SHIFTING SANDS
Starring Gloria Swanson
VARIETY
August 30, 1918

In "Shifting Sands" with Gloria Swanson, Triangle has a picture of good average, as pictures go, with a plot perhaps a little more original than some, and not more improbable than many. One is called upon nowadays to imagine, believe and take for granted so much on the screen it sometimes becomes difficult to distinguish the abnormal from the dull-as-ditchwater.

Marcia Grey is a struggling artist, and like all such in films has a sick sister and an unpaid rent bill. The rent collector insults her, there is a struggle, and he drops his wallet. Missing it, he calls a policeman, by way of revenge, and returns to the flat where he accuses Marcia of theft. Unable to defend herself, she is tried, convicted and ultimately "does time." Released from prison she joins the Salvation Army and engages in welfare work.

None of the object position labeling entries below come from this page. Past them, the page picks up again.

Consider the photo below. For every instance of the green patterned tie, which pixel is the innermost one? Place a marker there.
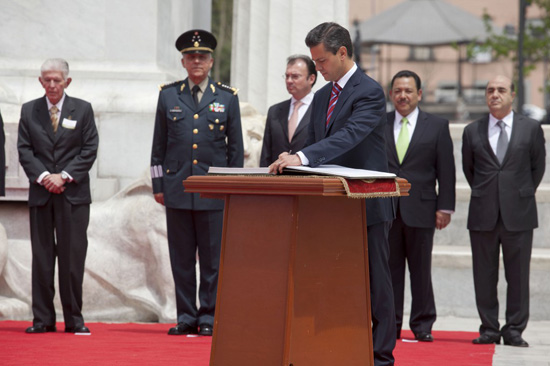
(403, 140)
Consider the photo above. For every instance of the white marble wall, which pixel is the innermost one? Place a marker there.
(119, 52)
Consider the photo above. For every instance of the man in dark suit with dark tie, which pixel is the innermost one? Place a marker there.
(348, 128)
(503, 158)
(197, 125)
(419, 149)
(287, 122)
(57, 146)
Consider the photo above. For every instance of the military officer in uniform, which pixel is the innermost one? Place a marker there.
(197, 125)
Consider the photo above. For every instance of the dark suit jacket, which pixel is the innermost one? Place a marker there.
(189, 139)
(355, 137)
(276, 133)
(510, 188)
(72, 150)
(2, 158)
(429, 159)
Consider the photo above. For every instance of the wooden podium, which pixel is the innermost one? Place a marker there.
(293, 286)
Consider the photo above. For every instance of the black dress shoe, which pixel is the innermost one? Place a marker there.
(424, 337)
(206, 329)
(182, 329)
(41, 329)
(77, 330)
(487, 339)
(515, 341)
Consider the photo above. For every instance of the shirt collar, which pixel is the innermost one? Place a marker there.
(344, 79)
(59, 104)
(305, 100)
(508, 119)
(412, 117)
(202, 85)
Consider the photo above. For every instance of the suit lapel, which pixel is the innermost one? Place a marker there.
(304, 121)
(419, 129)
(67, 112)
(344, 94)
(43, 115)
(390, 137)
(321, 100)
(515, 136)
(282, 118)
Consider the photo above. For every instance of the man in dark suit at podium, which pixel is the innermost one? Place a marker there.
(347, 128)
(287, 122)
(420, 149)
(503, 158)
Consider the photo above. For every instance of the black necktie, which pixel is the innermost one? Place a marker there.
(195, 93)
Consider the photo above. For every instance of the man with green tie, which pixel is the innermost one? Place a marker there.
(419, 149)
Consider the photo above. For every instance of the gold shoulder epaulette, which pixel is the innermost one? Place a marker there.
(164, 86)
(228, 88)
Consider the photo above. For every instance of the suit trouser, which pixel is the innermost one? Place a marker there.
(189, 231)
(414, 246)
(58, 229)
(383, 314)
(516, 252)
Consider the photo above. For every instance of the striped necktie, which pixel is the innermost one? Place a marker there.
(53, 117)
(336, 89)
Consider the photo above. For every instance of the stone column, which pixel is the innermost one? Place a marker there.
(265, 33)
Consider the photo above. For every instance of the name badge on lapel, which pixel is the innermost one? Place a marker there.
(69, 123)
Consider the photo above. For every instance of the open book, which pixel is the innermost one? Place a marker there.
(332, 170)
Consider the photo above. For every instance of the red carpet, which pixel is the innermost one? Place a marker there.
(148, 344)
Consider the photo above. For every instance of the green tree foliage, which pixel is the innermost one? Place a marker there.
(536, 44)
(222, 22)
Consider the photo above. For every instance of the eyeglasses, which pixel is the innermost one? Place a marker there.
(292, 77)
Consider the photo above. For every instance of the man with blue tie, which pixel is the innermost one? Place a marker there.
(503, 158)
(347, 128)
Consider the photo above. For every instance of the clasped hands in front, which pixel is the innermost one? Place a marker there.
(54, 183)
(285, 159)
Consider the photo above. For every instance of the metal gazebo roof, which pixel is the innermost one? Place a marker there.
(422, 23)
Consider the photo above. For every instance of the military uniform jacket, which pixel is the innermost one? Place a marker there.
(189, 139)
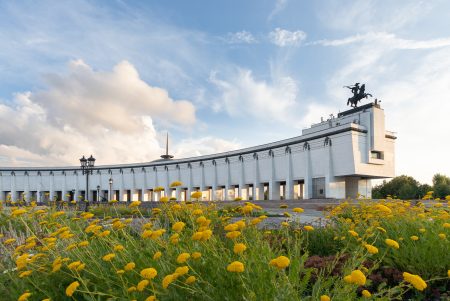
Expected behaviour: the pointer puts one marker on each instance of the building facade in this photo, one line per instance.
(336, 158)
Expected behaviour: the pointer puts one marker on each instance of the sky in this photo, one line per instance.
(110, 78)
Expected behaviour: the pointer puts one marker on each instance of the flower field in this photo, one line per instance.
(387, 250)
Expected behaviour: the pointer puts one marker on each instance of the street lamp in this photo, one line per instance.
(110, 188)
(86, 167)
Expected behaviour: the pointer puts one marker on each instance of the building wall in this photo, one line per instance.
(340, 150)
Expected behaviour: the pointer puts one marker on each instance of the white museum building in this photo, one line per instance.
(336, 158)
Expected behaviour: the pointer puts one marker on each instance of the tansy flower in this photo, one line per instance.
(371, 249)
(72, 288)
(142, 285)
(308, 228)
(233, 234)
(239, 248)
(182, 270)
(196, 255)
(157, 255)
(24, 296)
(235, 267)
(280, 262)
(108, 257)
(149, 273)
(415, 280)
(119, 248)
(178, 226)
(183, 257)
(129, 266)
(356, 277)
(168, 280)
(392, 243)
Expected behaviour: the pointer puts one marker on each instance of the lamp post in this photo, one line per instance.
(86, 167)
(110, 189)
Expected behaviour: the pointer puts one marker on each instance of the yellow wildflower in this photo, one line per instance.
(129, 266)
(183, 257)
(239, 248)
(157, 255)
(415, 280)
(190, 279)
(178, 226)
(392, 243)
(108, 257)
(142, 285)
(235, 267)
(280, 262)
(182, 270)
(72, 288)
(24, 296)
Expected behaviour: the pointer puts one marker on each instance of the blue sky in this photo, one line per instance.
(111, 77)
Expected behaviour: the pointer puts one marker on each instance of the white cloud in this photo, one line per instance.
(279, 6)
(242, 95)
(241, 37)
(283, 37)
(108, 114)
(386, 40)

In due time she meets John Stanford, a wealthy and philanthropic patron whom she had known slightly before, and marries hims. But into her life comes the rent collector, now a German spy of imposing appearance. He takes up his abode with Marcia and her husband to obtain Government secrets from Stanford, who is in the Intelligence Department. Marcia sees no resemblance between this polished gentleman and the lowly collector, although the picture fans can tell at a glance. But when she finally detects him tampering with her husband's safe, he exposes his identity and apparently browbeats her into aiding his schemes. Bringing her to a rendevous of his confederates one night the police enter and put them under arrest. It then appears that Marcia has been working with the Secret Service all the time. So her husband, who was beginning to doubt her, is reassured, and they start all over again.

It does not require extraordinary histrionic gifts to depict the conventional "wronged girl" but Miss Swanson gets all she can out of the part. Joe King as the husband and Harvey Clark as the German spy both do good work. The picture should prove a good average attraction.